Companies will be cautious about cutting rates after experience in 2013 reforms
UK motor insurers may be slow to cut rates in response to the government’s latest crackdown on whiplash claims, according to ratings agency Fitch.
In the Autumn Statement on Wednesday, chancellor George Osborne pledged to shave £1bn from the cost of providing motor insurance by ending cash compensation for minor soft tissue injuries and transferring personal injury claims of up to £5,000 to the small claims court.
In return, the government expects insurers to pass on between £40 and £50 a year in savings to motor policyholders through reductions in premium rates.
But Fitch expects insurers to tread carefully after what happened with the 2013 legal reforms, when insurers cut rates sharply in anticipation of lower claims.
Fitch said: “We expect a cautious response after the sector overestimated how much previous reforms would reduce claim levels, hurting their underwriting profitability.”

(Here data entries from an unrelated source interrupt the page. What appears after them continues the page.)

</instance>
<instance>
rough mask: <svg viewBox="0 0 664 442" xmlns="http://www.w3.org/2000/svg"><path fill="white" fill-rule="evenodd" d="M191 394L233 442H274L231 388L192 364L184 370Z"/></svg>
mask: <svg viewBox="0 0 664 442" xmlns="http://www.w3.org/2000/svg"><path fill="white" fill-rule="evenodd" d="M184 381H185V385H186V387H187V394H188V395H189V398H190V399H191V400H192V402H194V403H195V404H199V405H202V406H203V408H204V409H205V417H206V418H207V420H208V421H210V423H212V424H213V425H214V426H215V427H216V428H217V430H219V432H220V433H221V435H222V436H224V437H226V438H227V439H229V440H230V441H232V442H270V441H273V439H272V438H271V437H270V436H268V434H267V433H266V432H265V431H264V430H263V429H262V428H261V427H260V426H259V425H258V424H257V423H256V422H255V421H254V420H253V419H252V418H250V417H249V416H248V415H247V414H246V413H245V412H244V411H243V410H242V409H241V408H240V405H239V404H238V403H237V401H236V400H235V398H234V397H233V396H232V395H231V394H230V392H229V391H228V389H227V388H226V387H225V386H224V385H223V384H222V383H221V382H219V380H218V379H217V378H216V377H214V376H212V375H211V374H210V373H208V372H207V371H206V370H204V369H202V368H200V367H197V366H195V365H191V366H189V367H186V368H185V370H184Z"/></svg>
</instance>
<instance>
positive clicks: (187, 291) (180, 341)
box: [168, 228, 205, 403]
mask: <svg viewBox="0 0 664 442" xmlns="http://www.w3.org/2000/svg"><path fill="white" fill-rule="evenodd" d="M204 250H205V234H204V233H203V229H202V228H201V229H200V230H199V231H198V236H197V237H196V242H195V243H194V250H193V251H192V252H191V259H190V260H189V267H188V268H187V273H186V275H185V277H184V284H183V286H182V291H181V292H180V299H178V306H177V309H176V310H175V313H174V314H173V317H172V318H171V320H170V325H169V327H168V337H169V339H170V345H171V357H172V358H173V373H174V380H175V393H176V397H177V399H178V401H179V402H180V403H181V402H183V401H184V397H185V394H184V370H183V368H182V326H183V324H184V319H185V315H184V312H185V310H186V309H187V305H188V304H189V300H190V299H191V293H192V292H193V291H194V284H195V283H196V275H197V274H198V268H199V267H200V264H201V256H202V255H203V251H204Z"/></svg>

The ratings agency added that it was uncertain whether the proposals, which need to go through consultation, will achieve the £1bn savings Osborne has promised.
It said: “The last time the government tried to address the rapid growth in personal injury claims, by outlawing claim referral fees and preventing the recovery of success fees, insurers slashed premiums by nearly a quarter in 2012 and 2013.
“The price drops were partly driven by the industry’s over-optimistic forecasts for lower claims and meant the accident-year combined ratio, a measure of claims to premiums, climbed steadily from 103% in 2011 to 112% in 2014.
“This time insurers will probably pass on savings only slowly and as they see evidence that claims are falling.”
Fitch added that insurers may also try to use the reforms to strengthen their “weak profitability” in motor, where the industry has reported accident-year combined ratios above 100% every year for the last decade.
The rating agency also noted that motor results have been propped up by large releases from prior-year reserves.
It said: “We believe this level of reserve releases is unsustainable as stocks of reserves put aside during 2010/11 are being depleted.
“Lower reserve releases in the coming year could lead to a higher 2016 combined ratio for the sector and therefore a bigger underwriting loss.”